Time data were transformed into speed (in m/s) by dividing the distance of the travel path over the time taken to complete the travel path. This provided a more normal distribution of these measures. Hence, the ratio of the two speeds, PPWS, was approximately normally distributed.
Descriptive statistics were computed for all the measured variables, including means, standard errors, and range. We plotted PPWS against the vision variables to characterize the relationships between them as part of our model building process. Based on these plots, we introduced spline terms to explore if we could better characterize the respective distributions.
To assess the associations between PPWS and our measured variables, we modeled PPWS as a function of VA, CS, VF, DVA, MT, and MMSE in two stages by using linear regression models. First, we looked at the relationship of each variable to PPWS by using univariate analyses to identify potential covariates. Next, we built the most parsimonious multiple linear regression (MLR) model to predict PPWS. Age, BMI, and race were included in the MLR model, despite nonsignificance in univariate analyses, to account for any variations in the vision variables related to these factors.
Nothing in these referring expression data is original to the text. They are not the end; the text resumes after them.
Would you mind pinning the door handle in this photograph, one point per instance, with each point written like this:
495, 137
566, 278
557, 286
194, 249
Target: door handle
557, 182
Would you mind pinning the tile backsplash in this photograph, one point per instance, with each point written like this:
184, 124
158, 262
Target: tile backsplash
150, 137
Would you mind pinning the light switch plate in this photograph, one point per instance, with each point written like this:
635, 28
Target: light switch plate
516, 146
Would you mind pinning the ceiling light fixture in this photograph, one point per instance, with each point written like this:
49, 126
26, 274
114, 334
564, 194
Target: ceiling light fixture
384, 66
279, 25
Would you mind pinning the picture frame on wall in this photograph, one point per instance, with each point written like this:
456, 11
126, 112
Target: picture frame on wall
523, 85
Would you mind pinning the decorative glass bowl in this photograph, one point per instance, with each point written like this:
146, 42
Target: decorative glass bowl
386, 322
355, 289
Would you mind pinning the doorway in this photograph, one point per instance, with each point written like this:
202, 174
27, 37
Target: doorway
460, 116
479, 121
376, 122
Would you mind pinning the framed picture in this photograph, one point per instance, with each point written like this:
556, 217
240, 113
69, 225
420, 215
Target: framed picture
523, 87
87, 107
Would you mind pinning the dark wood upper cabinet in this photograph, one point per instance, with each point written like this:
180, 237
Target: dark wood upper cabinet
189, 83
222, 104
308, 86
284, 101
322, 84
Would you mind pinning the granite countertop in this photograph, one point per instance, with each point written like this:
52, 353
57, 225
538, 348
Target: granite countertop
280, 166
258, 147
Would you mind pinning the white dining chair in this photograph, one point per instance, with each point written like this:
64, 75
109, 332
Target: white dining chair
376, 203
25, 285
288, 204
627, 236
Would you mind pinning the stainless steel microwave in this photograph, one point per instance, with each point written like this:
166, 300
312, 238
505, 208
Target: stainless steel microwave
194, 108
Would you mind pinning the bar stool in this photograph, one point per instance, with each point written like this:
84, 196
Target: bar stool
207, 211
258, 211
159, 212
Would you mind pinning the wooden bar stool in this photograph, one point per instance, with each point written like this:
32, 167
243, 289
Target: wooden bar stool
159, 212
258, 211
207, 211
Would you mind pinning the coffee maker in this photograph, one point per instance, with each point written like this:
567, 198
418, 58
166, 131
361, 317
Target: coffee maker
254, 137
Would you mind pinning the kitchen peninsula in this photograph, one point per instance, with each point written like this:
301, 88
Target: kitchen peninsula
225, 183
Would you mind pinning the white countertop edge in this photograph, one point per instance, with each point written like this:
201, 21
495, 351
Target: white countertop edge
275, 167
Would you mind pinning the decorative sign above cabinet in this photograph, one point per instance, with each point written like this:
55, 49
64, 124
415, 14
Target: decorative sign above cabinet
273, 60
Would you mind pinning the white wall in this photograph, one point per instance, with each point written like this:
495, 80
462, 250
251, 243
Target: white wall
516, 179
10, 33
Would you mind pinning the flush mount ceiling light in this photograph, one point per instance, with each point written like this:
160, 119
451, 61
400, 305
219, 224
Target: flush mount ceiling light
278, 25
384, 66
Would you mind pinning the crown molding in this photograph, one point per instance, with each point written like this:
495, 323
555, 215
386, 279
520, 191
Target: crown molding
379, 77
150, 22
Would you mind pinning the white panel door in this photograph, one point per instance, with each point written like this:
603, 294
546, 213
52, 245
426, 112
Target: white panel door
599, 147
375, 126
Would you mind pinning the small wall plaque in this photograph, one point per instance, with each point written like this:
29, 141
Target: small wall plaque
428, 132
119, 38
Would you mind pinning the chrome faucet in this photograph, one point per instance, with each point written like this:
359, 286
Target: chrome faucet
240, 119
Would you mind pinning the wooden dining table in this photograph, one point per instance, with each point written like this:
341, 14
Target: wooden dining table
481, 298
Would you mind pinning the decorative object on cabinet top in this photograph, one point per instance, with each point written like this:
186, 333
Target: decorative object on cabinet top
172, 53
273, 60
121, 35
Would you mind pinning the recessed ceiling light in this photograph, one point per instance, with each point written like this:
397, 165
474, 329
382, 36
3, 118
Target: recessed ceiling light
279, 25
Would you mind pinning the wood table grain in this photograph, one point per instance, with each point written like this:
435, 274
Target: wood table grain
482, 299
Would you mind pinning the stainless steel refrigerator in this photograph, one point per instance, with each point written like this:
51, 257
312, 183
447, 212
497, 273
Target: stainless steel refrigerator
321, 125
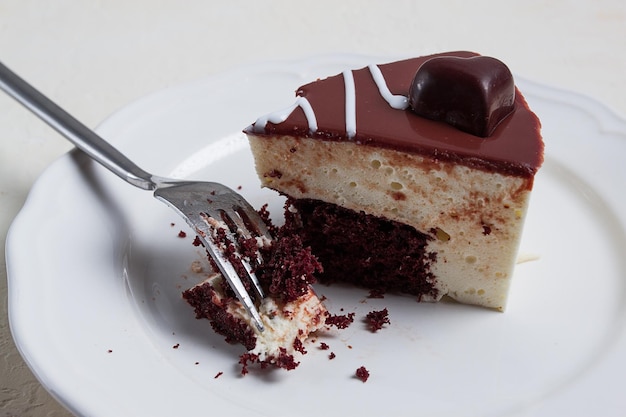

A 4-m walking speed was also included in the model because of the correlation with PPWS, such that lesser PPWS tended to be observed in conjunction with faster 4-m speeds. By including it, we attempted to ensure that any associations found would reflect relationships of visual impairment with decreased effectiveness in compensating for the increased complexity of the mobility course task and not merely the relationship of visual impairment with slower walking speeds. Having arthritis, having had a stroke, and using a mobility aid were not included in the MLR model, because they were not significantly associated in univariate analyses.
Because we were trying to understand how each vision variable impacted PPWS, we were concerned about multicollinearity among these variables. Therefore, we calculated variance inflation factors (VIF) for all the dependent variables in our MLR model. All VIFs were below 2.0, suggesting little multicollinearity among the variables.
Model diagnostics suggested lesser heteroscedasticity (unequal variance of the error term across observations) when we used the ln PPWS as the outcome variable in our MLR models. However, because this approach did not eliminate heteroscedascity altogether due to the skewed distribution of some of the independent variables, a bootstrapping approach
44 was used to confirm the validity of associations found in our least-squares MLR model. We checked residuals for model fit and were satisfied with the symmetry displayed. The results of our bootstrap regression model concurred with those from the MLR model. Most analyses were carried out with a statistical package (Stata, ver. 7.0; Stata Corp, College Station, TX).